Asia, Pakistan, Karakoram, Passu Sar, Attempt
Passu Sar, attempt. Believing it to be still unclimbed and therefore one of the highest unclimbed summits in the Karakoram, a five-man Australian team led by myself booked Passu Sar (7478m). This peak is situated between Shispare and the Batura Group. However, shortly before leaving home, we learnt of a German expedition (reported in the 1995 AAJ), who appeared to have climbed Passu Sar in August 1994 and not the lower Passu Diar (a.k.a. Passu Peak, 7295m), which lies a little to the east. Checking with a local high altitude porter in Gulmit, we were able to confirm that Dirk Naumann, Ralf Lehmann, Volker Wurnig, and Max Wallner had indeed made the first ascent of the higher peak, using skis for much of the ascent and bypassing the lower peak by going through a high shallow saddle to one side.

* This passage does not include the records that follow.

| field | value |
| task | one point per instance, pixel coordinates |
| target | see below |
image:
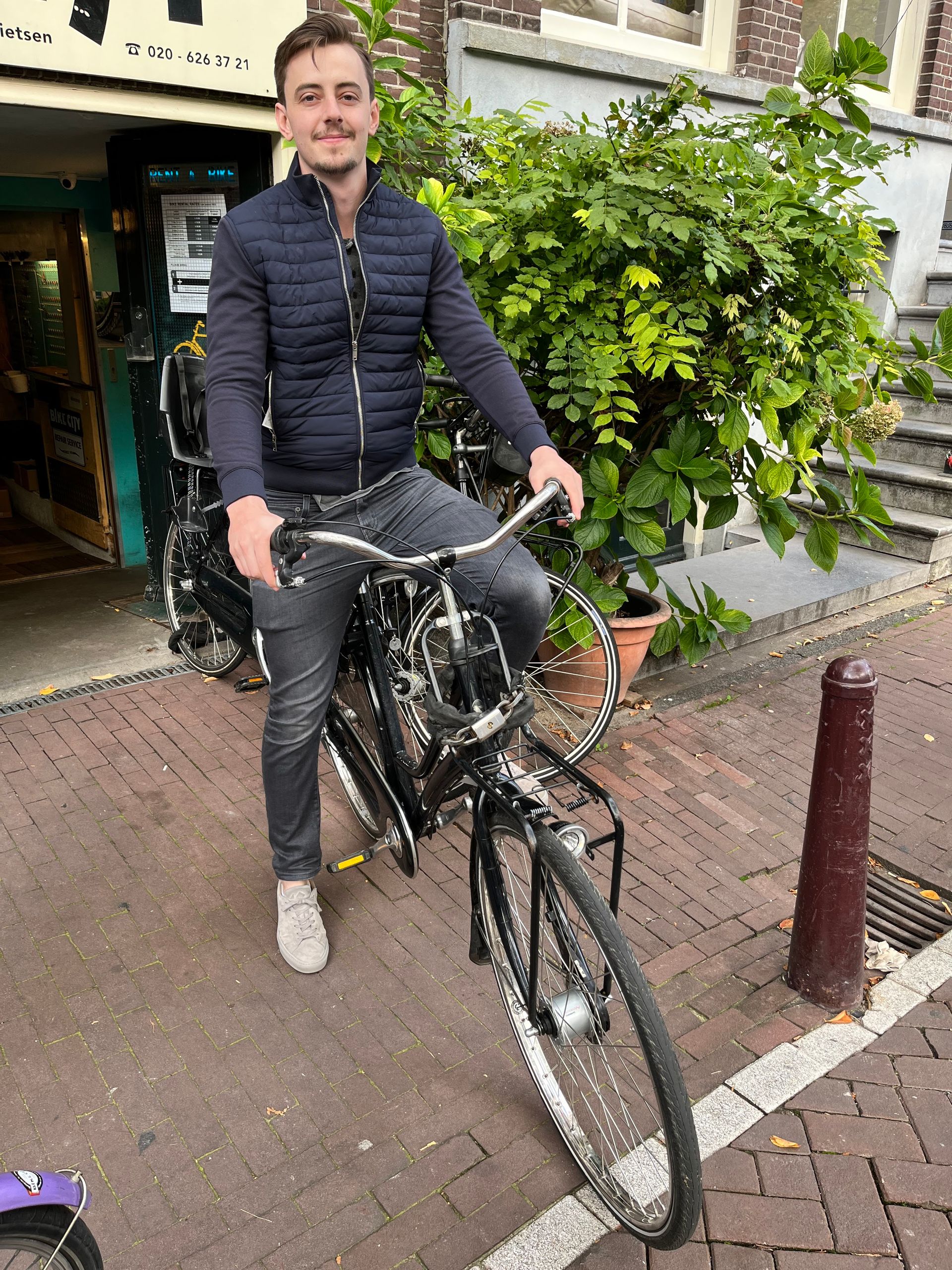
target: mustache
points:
(334, 132)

We set up base camp in June close to the Passu Glacier but instead of finding the lower glacier just badly crevassed, as we had expected from information provided by the Alpine Club of Pakistan (which organized a successful expedition to Passu Diar in 1996), we discovered a giant icefall starting at around 4200m and having over 800 meters of vertical gain. On closer inspection we realised that the route was very complex, dangerous, and just not possible for a lightweight effort, so we abandoned any further attempt. The previous winter had been very dry and knowing this, we had arrived early to profit from whatever snow cover remained. However, it appears that a succession of dry years has taken a severe toll.